To all of you who, like me, have been long time Ken Burns fans, his documentaries have been mesmerizing: ”The Civil War,” “Jazz,” “Baseball,” “The Vietnam War” and “The Roosevelts.” And while I eagerly await the upcoming film series created by Ken Burns, Lynn Novick, and Sarah Botstein, “The U.S. and the Holocaust ,” I have a certain amount of dread about its release. We’re living in a time when even “The Diary of Anne Frank” is controversial. The removal of graphic novel “Maus” from school curricula demonstrated how divided we are over telling the stories of the Holocaust.
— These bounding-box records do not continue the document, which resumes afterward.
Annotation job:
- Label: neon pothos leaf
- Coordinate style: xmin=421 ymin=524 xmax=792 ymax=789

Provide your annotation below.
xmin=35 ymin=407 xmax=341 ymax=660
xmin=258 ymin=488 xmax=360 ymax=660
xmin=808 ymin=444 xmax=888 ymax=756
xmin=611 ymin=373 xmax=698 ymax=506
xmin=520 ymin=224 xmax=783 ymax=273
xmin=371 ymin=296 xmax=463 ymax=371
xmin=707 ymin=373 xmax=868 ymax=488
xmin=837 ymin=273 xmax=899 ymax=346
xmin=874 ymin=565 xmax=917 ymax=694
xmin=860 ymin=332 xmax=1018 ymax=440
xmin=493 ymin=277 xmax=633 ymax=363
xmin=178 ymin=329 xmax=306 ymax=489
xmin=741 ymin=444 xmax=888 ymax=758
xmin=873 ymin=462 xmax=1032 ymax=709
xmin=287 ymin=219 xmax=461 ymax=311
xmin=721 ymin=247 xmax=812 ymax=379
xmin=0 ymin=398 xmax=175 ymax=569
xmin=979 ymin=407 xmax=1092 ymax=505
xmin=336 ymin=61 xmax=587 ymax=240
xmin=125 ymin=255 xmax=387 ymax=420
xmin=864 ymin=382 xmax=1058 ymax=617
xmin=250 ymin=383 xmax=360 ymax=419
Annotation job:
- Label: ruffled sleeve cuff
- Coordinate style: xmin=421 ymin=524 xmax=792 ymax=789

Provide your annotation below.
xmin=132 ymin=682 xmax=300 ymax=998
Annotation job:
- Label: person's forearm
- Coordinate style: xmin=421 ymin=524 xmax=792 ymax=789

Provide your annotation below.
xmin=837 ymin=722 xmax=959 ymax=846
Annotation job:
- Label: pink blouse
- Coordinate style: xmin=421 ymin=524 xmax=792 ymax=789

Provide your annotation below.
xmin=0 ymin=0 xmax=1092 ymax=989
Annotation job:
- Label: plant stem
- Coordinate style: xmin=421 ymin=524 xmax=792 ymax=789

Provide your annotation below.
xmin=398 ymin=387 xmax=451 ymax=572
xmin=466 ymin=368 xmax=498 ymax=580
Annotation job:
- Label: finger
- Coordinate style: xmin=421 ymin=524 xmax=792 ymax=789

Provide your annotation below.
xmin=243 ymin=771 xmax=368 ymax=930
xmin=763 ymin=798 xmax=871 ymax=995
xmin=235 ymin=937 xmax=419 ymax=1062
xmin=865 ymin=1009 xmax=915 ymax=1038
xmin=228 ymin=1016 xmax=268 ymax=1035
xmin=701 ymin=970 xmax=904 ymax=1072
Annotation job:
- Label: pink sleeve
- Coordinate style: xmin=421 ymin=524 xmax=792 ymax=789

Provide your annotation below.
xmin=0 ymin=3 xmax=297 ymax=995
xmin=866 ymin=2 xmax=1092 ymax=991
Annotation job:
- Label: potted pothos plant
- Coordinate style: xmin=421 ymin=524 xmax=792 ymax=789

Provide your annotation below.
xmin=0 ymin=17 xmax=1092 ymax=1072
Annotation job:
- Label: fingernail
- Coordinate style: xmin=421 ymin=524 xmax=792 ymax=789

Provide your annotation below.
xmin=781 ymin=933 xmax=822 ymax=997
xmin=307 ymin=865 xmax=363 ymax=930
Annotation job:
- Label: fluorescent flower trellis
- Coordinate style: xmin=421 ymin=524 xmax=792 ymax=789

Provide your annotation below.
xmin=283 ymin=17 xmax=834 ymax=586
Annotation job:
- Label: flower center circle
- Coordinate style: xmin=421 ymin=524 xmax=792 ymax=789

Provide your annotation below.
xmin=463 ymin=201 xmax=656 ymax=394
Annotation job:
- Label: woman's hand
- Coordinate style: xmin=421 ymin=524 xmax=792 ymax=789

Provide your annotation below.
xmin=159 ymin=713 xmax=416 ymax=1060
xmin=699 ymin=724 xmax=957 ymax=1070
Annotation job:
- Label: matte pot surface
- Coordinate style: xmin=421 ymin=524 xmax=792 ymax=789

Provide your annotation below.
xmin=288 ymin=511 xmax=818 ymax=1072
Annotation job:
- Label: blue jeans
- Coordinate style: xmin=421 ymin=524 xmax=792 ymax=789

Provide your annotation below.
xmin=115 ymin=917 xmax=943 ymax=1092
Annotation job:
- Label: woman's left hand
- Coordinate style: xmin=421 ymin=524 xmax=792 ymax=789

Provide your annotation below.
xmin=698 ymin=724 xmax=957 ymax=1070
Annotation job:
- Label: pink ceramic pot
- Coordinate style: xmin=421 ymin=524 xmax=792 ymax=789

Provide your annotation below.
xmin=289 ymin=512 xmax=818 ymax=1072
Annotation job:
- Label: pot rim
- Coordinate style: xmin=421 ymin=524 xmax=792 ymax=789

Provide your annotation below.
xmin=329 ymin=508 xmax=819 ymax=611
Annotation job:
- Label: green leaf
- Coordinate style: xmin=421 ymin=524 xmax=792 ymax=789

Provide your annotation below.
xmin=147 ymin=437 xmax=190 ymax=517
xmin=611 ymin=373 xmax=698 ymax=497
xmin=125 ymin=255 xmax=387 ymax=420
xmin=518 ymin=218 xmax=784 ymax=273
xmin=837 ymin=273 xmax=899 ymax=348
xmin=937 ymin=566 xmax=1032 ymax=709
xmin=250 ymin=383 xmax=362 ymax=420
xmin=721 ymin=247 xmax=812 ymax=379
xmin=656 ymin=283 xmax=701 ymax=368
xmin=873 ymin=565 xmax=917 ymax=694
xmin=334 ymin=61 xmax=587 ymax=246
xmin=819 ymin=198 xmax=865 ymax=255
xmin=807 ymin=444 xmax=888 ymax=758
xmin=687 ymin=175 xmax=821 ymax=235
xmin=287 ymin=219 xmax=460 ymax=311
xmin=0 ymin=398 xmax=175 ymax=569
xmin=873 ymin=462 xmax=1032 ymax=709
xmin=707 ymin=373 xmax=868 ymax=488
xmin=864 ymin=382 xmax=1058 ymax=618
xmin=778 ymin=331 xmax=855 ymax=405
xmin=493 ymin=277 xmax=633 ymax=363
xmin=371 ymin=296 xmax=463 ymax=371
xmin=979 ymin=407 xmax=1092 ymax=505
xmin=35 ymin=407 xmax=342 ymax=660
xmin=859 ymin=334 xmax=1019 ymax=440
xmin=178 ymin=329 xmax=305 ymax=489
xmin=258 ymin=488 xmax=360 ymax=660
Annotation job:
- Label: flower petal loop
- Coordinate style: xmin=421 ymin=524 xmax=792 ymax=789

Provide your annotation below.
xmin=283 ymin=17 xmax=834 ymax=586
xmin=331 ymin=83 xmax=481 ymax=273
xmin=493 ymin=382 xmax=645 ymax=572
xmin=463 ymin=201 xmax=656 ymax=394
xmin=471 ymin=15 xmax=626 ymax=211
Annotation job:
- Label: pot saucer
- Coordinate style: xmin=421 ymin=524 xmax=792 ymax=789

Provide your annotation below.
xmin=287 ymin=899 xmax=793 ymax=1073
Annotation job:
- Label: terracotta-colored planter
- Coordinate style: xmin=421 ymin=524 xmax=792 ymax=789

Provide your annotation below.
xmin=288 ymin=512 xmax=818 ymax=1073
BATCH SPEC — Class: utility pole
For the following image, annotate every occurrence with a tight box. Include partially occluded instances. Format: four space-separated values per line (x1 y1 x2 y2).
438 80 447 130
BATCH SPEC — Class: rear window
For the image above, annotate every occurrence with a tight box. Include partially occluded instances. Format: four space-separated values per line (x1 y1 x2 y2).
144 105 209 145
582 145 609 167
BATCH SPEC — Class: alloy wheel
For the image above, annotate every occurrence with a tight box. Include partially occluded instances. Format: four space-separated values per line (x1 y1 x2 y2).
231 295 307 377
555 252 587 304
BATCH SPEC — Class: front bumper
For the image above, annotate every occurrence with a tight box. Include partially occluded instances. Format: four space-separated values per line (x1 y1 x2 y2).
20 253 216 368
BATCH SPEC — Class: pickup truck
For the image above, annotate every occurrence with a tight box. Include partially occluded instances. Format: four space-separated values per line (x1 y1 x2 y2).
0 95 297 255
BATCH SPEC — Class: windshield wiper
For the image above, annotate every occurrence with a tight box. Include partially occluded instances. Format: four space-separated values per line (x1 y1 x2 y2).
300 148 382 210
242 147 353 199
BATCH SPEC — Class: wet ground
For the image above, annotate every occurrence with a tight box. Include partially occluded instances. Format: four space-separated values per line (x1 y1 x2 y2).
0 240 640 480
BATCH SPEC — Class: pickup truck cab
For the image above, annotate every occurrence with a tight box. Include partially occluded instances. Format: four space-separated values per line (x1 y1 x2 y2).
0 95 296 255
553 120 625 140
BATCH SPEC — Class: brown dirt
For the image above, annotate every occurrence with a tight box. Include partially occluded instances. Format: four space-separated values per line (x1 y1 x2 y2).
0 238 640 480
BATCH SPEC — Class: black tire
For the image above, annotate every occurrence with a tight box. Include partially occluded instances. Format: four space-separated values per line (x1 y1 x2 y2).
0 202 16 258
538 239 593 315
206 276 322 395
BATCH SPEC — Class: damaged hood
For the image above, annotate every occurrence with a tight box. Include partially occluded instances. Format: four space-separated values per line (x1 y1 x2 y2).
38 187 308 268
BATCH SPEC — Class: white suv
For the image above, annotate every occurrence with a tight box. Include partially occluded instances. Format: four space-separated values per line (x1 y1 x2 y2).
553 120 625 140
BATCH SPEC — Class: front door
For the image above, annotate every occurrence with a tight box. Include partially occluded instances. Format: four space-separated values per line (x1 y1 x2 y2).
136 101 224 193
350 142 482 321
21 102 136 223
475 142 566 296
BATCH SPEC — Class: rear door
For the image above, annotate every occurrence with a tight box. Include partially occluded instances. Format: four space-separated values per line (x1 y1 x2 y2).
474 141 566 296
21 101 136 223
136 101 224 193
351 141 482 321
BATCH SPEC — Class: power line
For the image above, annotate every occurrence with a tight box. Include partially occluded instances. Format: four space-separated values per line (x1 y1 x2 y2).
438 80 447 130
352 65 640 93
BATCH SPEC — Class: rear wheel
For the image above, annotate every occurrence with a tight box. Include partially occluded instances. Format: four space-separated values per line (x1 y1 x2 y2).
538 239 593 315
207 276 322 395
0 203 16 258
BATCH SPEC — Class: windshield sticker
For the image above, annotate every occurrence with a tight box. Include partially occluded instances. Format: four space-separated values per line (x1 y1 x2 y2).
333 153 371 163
And given the focus, I expect the reaction is going to be loud and vicious — somewhat like the outcry to President Biden’s “semi-fascism” descriptor for MAGA extremists.

The focus of the piece is America’s response to the evil of Nazism, specifically our response to Jews and immigrants. In this three-part, six-hour documentary that will air on Sept. 18 on PBS, the three highlight the admirable and the not-so admirable. They celebrate the good works of organizations such as the Jewish Joint Distribution Committee, Hebrew Immigrant Aid Society, War Refugee Board and the individuals who saved lives.

But they also point out that America had a strong antisemitic and anti-immigration climate that limited assistance to victims and rejected refugees. The famous aviator Charles Lindbergh urged America to negotiate with Hitler and not fund the war, decrying “the British, Jewish and Roosevelt administration” as instigators of American intervention. And Charles Coughlin, a Catholic priest in Detroit, defended Nazi antisemitic violence as well-deserved in his influential radio broadcast. Appealing to isolationists trying to recover from the Depression’s economic chaos, Coughlin promoted fascist dictatorship and authoritarian government as the only cure to the ills of democracy and capitalism.

This cult-like trend seems cyclical, surfacing in chaotic times, including the present. How else can we account for a Republican running for a House seat in New York (Carl Paladino) who recently praised Adolf Hitler as inspirational to his followers? He described the fascist dictator as “the kind of leader we need today” and was endorsed by Rep. Elise Stefanik, a member of GOP party leadership.

The deaths of 6 million Jews by the Nazis don’t always register with people today. Some even deny the Holocaust ever happened. But stories can be influencers and not just the stories we know come from German and Austrian Jews, more than half of whom escaped. But the 3.3 million Polish Jews and the millions of Lithuanians, Ukrainians, Belarusians, Latvians, Hungarians, and Romanians who were impoverished, isolated and not rescued.

I agree with co-creator Lynn Novick who said, “I think this will be, for the general public, somewhat surprising and a little hard to ingest. That we could be both the liberators of freeing the world from tyranny and fascism, and unwilling … to do much to rescue the victims of fascism.”

If this documentary is upsetting, why watch it? Burns answered that in comments to journalists.

“If you’re going to be the most exceptional country on Earth, then you have to hold yourself to the highest possible standard,” he said. “You will very quickly not be the greatest country on Earth if you do not do that. I can’t control anything a Texas or Florida school board does, but I can continue to make the films that we make, and they’re big stories, and they live in schools for decades after.” So tune in on Sept. 18.